Just one year has passed since President Obama signed the Dodd-Frank Wall Street Reform and Consumer Protection Act into law, and in that time a strange amnesia has developed among many on Wall Street and here in Washington. Apparently content to ignore the economic devastation we just experienced, critics of the new law choose not to tally the costs from the lost jobs, homes and investments of millions of American families. Instead, critics fixate on the costs of regulating financial companies with demonstrated ability to put our entire economy at risk.
The Wall Street Reform Act was a direct response to the worst financial crisis since the Great Depression, a crisis that didn’t just happen by itself. It was the result of reckless and irresponsible behavior on Wall Street, a lack of consumer protections, and a failure by financial regulators to take action even as the warning signs grew ever larger.
In response, Congress created a sound regulatory foundation to protect consumers, prevent or mitigate future crises, and ensure that American taxpayers would never have to pay for another Wall Street bailout.
However, these reforms have been under constant attack since their inception. Opponents of Wall Street reform continually repeat misleading claims that the new law was hastily conceived, and powerful Wall Street apologists use revisionist history when claiming that new regulations are too costly and overly burdensome.
According to the Treasury Department’s chief economist, households lost approximately $17 trillion in wealth between 2007 and 2009 because of the financial crisis. Several years later, our unemployment rate remains stuck at 9.2 percent, household incomes in the middle class are stagnating, and the housing market remains depressed. On Wall Street, however, 2010 was one of the best years on record. Wall Street firms paid out more than $20 billion in bonuses last year, and profits at the largest banks are at near-record highs. There’s nothing wrong with making money, and it’s good news that our banks are in the black. But it’s hardly credible to argue that the new regulations are too costly when executive compensation in the financial sector is growing by leaps and bounds.
It’s true that Wall Street is going to have to pay to comply with the new rules. But these negligible costs — a minimum down payment for firms to ensure they compete in a more stable and fair financial system — pale in comparison to the sheer magnitude of the price our nation paid for inadequate regulation.
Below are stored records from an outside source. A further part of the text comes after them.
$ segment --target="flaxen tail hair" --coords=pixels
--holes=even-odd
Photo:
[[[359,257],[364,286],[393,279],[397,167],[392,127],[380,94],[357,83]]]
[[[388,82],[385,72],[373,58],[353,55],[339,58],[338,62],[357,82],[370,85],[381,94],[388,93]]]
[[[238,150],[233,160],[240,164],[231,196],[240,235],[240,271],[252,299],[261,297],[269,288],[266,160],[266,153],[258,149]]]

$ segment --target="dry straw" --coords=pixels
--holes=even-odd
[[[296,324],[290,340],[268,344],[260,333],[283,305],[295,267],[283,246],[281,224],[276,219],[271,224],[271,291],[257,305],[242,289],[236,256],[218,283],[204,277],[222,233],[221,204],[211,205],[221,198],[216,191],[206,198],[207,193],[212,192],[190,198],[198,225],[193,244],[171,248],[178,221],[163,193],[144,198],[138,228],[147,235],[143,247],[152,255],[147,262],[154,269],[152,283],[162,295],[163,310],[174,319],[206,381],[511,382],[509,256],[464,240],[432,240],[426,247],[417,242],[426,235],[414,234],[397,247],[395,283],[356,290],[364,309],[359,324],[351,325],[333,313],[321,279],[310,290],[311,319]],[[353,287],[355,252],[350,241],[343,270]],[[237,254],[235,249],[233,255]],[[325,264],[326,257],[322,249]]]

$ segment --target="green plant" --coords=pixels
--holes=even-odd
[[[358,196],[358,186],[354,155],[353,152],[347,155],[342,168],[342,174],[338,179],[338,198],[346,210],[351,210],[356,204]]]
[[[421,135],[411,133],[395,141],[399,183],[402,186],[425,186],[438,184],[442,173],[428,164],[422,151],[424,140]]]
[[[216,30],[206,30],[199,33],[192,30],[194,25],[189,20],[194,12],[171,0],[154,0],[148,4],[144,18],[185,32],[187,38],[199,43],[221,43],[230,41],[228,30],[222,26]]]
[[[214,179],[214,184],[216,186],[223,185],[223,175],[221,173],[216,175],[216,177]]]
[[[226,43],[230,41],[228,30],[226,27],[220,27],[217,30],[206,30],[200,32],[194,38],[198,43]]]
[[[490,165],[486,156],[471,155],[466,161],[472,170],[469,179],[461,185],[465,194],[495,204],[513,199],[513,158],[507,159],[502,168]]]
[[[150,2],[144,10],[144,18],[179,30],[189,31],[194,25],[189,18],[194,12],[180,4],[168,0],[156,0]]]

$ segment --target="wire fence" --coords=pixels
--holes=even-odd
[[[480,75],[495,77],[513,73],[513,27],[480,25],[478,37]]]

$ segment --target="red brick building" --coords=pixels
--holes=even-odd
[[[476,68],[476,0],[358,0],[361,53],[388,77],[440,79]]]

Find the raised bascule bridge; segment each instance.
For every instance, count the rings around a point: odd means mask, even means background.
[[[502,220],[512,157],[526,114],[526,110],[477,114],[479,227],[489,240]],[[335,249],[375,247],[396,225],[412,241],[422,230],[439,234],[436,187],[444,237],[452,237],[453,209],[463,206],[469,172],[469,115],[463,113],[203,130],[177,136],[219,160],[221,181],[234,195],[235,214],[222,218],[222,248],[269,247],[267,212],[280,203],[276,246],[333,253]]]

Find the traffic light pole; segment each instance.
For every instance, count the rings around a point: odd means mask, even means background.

The American people don’t need an economist to explain to them whether they or Wall Street bore the greatest costs from the financial crisis.
Despite some of my colleagues’ claims to the contrary, the truth is that the Wall Street reform law is the product of a rigorous, thorough, transparent, and yes, bipartisan, process. After nearly 50 hearings in the Senate, and scores more in the House, Congress identified the abuses and loopholes that fueled the catastrophe and put forward clear proposals, many of which incorporated Republican ideas, to end them.
While passing the Wall Street Reform Act was a huge step forward in stabilizing our financial system, there is more to be done. The regulators are still working to finalize many new rules to implement the law, in an open process that provides opportunity for industry and public comments to inform the outcome.
Implementation requires careful congressional oversight. Since becoming chairman earlier this year, I have held more than 25 Banking Committee hearings and bipartisan briefings on financial reform, called the top financial regulators to testify and have met with them individually. The Banking Committee has heard from industry representatives, consumer advocates, policy experts and academics, examining the full range of issues covered by the new law. We are exercising our oversight authority, following the regulators’ progress closely and are committed to making sure they get it right.
Critics say the bill is too long and complicated, but complex problems require complex solutions. They say it’s too expensive, but ignore the trillions of dollars we risk by not having strong regulations. And they say we should repeal it, but fail to offer anything credible in its place.
Efforts to tear down the new law, either through repeal or by defunding the regulators who enforce it, are misguided and irresponsible. The last financial crisis cost us trillions of dollars and destroyed millions of jobs. To ignore the lessons of the past, and thus to invite another disaster, is a mistake we cannot afford to make.
Johnson is chairman of the United States Senate Banking, Housing and Urban Affairs Committee.